Mi viene in mente una persona da citare, Maurizio Masini. Lui, che di mestiere fa il docente universitario, potendo per esperienza e carisma farsi condividere dall’alto della cattedra, ha invece scelto di unire i puntini. Generosamente, perché donare l’incontro è atto dolcemente sovversivo. (Nel registro dell’avere il donatore ha qualcosa in meno e il beneficiario in più. Inaccettabile in questo sistema valoriale di profitto fine a se stesso). Quindi secondo le stringenti regole del tempo: non conviene. Non conviene privarsi di un contatto, di una persona amica, per mettere a disposizione dell’altro le relazioni. Significa dilapidare averi e poteri.
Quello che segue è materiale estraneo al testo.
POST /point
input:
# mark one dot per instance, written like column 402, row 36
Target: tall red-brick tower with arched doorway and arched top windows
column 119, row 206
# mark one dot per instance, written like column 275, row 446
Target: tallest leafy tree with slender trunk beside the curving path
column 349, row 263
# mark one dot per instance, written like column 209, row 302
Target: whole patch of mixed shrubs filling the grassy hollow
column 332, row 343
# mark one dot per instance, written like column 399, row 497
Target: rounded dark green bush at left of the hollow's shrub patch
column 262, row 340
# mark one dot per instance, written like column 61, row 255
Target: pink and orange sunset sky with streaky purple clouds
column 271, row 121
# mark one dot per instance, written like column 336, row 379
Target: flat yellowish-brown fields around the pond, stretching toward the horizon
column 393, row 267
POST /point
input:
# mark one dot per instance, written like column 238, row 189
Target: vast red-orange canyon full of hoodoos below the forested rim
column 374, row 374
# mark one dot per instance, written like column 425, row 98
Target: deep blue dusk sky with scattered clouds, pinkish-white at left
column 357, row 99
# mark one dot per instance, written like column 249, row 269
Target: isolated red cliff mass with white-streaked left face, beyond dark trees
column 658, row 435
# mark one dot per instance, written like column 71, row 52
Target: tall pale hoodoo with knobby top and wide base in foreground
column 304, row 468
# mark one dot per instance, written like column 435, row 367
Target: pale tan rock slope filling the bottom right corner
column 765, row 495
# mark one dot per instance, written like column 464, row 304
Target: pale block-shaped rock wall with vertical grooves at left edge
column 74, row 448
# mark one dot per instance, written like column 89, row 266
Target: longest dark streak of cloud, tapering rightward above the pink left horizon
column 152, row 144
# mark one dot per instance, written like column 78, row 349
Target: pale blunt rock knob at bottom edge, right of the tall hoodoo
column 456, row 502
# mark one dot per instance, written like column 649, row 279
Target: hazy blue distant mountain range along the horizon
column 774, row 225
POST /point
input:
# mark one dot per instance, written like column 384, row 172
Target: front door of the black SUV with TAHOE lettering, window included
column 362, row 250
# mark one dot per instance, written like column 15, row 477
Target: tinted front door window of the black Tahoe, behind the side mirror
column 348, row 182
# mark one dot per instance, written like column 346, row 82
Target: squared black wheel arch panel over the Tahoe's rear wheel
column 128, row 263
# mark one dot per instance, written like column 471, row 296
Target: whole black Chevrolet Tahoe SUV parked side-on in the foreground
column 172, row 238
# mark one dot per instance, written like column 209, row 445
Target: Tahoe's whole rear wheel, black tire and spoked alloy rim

Agire nell’essenza non nell’abbondanza.

Già, ed è il bello del dono, il dilapidare. Perché contiene reciprocità, se non doniamo solo qualcosa che si ha, ma chi si è.  E mette in campo un’idea di essenza straordinariamente fertile.

Continuiamo così, camminando domandando, a veleggiare senza paura, lontano dai lidi comodi del conformismo e di quello che in apparenza sembra perfetto e lucido e che rappresenta il danno che ci ingabbia. Continuiamo a costruire utopie concrete, ad amare chi mette insieme persone e ascolto, viaggiando alla ricerca di una forma sconosciuta, da conquistare insieme. Dividendo con gli altri una visione.